Несколько долгих минут никто из нас не произнес ни слова. Затем сверкающие глаза Малкольма сузились, и он кивнул раз или два. Добравшись до своего кресла, он медленно опустился в него, затем взглянул на меня и осведомился:
— Вам есть что сказать, Гидеон, помимо того, что и так совершенно очевидно?
Оскорбления от пациентов, страдающих манией величия, — самое обычное для меня дело; но должен признаться, что теперь я почувствовал себя задетым.
— Неужели вы можете называть это очевидным, — ответил я, стараясь не выдать голосом своей досады, — и при этом продолжать делать то, что вы делаете?
Он презрительно хмыкнул.
— Гидеон, — произнес он, качая головой с откровенным разочарованием. — Вы что же, вообразили себе, что я не проходил программ вроде тех, что вы предлагаете? В юности я все перепробовал: психотерапию, электрошок, медикаментозное лечение, что угодно — за исключением, правда, дальнейшей генной терапии, что мне кажется вполне простительным. И я выяснил, что мной движет, выяснил, как глубок мой гнев и в какой степени мотивы моих поступков являются личными, и в какой — философскими. Но в заключение я скажу вам то же самое, что говорил всем врачам, которых только видел. — Маниакальный блеск в его глазах немного угас, сменившись глубокой печалью. — На деле это ничего не меняет, не правда ли?
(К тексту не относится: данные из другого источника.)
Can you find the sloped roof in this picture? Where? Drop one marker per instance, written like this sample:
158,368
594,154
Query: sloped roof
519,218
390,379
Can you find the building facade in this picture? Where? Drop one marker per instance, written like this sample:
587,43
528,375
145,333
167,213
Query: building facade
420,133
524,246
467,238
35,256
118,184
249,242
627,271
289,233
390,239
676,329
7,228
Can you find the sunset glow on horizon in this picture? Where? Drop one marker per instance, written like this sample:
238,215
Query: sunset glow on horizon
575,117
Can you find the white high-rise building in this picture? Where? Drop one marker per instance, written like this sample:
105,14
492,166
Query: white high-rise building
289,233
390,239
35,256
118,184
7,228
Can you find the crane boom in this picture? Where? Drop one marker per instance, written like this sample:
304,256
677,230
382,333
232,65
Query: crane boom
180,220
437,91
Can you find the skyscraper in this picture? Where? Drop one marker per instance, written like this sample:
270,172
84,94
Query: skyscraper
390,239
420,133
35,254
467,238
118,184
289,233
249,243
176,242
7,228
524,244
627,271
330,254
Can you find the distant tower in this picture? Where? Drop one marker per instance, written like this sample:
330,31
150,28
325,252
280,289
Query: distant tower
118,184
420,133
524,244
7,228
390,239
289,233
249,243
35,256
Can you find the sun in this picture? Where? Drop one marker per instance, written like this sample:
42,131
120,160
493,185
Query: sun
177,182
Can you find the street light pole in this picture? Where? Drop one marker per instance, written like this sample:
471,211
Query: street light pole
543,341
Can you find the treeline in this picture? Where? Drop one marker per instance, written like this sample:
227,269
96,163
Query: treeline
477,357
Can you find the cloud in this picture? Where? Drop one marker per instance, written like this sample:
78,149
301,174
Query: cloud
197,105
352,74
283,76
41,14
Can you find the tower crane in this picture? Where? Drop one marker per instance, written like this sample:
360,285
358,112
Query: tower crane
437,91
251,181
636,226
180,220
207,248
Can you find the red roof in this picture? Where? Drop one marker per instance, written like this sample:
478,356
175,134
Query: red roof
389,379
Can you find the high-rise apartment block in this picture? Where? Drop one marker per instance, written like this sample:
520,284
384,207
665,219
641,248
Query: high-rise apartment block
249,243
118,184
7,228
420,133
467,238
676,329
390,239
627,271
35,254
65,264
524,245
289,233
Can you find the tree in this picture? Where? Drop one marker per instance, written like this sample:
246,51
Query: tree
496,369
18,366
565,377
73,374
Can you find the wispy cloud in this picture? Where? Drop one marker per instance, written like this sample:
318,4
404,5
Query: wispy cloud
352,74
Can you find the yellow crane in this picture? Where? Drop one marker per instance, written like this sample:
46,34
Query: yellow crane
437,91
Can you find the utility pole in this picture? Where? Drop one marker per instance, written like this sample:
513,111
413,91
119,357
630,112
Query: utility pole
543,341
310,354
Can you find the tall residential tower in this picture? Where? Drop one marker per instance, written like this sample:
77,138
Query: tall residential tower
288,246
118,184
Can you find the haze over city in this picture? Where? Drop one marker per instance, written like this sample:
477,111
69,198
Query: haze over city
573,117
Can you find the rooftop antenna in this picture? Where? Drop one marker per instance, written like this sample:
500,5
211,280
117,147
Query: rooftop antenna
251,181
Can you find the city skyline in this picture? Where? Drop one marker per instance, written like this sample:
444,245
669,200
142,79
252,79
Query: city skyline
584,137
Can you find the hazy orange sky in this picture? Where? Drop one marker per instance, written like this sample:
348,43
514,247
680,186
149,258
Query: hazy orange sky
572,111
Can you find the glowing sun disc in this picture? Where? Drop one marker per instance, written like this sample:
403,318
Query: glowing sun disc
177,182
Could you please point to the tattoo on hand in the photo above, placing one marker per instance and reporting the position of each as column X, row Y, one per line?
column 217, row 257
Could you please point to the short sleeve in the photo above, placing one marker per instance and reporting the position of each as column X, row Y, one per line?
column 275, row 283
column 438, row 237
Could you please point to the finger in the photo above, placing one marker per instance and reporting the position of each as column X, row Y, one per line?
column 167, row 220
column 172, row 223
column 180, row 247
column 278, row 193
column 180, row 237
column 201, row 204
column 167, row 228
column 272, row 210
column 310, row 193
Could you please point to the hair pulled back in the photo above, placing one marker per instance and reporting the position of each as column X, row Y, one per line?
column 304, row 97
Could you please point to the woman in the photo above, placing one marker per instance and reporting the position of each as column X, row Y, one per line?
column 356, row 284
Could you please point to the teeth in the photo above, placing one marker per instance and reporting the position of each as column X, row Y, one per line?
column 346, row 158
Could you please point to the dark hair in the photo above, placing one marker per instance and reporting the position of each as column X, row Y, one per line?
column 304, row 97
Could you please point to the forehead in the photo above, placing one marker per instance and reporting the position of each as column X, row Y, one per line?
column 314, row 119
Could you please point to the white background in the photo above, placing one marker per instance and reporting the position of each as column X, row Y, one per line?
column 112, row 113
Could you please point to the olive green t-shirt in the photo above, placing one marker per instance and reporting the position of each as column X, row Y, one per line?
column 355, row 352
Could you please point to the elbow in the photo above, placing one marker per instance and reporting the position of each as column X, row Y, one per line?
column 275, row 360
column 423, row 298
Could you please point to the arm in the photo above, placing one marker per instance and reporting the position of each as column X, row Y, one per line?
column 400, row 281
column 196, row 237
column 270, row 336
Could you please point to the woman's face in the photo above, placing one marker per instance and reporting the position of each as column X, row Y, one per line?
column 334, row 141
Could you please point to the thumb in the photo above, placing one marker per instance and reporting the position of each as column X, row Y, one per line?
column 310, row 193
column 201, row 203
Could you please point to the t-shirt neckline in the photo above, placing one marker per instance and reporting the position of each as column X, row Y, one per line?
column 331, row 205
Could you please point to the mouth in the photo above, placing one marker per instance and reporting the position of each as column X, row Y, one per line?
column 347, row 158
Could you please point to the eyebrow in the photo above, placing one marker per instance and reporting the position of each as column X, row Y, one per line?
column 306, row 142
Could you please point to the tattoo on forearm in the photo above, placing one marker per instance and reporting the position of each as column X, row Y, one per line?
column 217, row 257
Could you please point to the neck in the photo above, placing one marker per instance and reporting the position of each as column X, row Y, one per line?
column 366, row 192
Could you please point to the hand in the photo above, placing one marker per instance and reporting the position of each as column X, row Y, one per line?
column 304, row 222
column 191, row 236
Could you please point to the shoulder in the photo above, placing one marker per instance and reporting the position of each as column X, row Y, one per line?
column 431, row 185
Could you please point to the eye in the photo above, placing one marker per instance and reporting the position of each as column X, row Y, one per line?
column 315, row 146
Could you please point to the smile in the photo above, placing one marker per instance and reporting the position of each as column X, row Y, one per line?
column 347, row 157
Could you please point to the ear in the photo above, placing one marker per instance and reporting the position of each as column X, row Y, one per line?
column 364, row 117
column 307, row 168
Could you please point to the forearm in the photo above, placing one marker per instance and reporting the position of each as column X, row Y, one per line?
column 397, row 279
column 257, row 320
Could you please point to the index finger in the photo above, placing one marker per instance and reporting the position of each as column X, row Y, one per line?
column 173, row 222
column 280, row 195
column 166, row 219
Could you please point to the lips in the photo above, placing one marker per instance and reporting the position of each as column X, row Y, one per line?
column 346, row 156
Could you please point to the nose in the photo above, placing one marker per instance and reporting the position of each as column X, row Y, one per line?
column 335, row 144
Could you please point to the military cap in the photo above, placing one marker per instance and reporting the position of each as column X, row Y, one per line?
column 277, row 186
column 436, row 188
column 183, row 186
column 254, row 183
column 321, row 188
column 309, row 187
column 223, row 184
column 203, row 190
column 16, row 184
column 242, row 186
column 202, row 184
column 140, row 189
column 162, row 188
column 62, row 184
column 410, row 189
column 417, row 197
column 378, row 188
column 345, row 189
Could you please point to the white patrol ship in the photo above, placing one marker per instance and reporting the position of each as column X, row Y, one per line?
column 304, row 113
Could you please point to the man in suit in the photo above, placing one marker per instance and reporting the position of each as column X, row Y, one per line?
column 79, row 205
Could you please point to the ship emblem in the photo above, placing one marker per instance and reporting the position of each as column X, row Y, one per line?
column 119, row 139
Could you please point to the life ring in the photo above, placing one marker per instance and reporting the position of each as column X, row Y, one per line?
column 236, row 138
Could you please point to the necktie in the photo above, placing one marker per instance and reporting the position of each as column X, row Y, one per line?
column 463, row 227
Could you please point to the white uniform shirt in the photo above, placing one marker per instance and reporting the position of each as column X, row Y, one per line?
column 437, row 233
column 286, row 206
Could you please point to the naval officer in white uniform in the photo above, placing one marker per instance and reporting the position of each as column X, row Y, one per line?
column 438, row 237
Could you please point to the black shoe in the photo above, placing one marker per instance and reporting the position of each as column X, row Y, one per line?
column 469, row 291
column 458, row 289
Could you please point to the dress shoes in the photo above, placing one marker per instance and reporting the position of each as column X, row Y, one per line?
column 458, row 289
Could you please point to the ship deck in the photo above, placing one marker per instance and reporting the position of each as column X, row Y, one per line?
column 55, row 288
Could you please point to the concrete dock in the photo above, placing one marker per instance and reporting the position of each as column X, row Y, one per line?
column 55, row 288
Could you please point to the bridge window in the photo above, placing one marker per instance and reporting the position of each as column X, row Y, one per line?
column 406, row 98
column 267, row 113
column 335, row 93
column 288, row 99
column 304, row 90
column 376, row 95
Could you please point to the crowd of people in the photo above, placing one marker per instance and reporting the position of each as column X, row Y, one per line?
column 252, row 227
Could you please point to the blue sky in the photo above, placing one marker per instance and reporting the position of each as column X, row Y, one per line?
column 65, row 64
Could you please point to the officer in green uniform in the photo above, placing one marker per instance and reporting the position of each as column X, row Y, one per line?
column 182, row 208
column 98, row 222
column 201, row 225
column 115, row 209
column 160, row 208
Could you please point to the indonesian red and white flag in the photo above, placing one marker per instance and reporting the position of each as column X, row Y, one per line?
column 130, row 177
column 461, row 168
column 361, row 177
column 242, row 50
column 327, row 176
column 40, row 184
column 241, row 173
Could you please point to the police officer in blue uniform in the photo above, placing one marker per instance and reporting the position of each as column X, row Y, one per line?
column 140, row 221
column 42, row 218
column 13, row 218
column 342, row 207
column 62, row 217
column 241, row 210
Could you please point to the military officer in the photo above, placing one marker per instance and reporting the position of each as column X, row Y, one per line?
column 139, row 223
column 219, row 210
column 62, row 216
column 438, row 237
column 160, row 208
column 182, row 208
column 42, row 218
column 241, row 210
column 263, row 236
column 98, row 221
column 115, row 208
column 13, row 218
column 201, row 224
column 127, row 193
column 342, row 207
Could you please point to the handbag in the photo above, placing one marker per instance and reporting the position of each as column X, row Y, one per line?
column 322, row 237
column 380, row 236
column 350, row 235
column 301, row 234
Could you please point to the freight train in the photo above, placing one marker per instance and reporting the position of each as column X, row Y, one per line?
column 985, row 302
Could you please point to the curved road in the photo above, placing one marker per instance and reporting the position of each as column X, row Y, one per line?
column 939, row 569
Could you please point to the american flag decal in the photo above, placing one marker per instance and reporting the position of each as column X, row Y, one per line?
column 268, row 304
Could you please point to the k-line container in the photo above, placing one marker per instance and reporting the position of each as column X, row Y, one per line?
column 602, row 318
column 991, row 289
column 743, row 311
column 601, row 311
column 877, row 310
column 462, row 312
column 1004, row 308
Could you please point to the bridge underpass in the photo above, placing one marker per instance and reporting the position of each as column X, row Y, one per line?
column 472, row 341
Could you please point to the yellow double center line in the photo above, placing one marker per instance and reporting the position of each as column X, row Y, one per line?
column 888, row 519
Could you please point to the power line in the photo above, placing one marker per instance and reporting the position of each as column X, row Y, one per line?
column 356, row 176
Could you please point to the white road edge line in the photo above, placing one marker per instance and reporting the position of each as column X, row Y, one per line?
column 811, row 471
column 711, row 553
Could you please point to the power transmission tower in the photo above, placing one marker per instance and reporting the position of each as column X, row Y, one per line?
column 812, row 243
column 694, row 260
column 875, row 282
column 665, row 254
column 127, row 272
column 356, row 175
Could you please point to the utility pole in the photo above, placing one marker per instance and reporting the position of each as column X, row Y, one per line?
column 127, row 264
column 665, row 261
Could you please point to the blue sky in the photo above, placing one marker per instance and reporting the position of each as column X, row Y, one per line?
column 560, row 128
— Ничего не меняет? — повторил я в изумлении. — Господи, Малкольм, но если вы знаете, что ваши действия основаны на ваших личных предубеждениях и нерешенных проблемах…
— О, они решены,Гидеон, — отмахнулся он. — Я решил,что ненавижу мир, созданный моим отцом и ему подобными. Мир, где мужчины и женщины могут грубо влезть в генетическую структуру своих детей, просто чтобы улучшить их интеллектуальные показатели и чтобы те, когда вырастут, могли разрабатывать новые, еще более эффективные способы удовлетворить идиотские потребности общества. Мир, где интеллект измеряется способностью накапливать информацию, у которой нет ни контекста, ни цели, помимо дальнейшего ее распространения — и все равно человечество рабски служит ей. А известна ли вам, Гидеон, горькая правда, отчего информация поработила наш биологический вид? Потому что человеческий мозг обожаетее: он играет с получаемыми частицами информации, сортирует их и хранит, словно очарованный ребенок. Но при этом мозг терпеть не может глубоко изучать их и кропотливо выстраивать единую систему понимания. Но ведь только этот труд и порождает знание. Все остальное — пустая забава.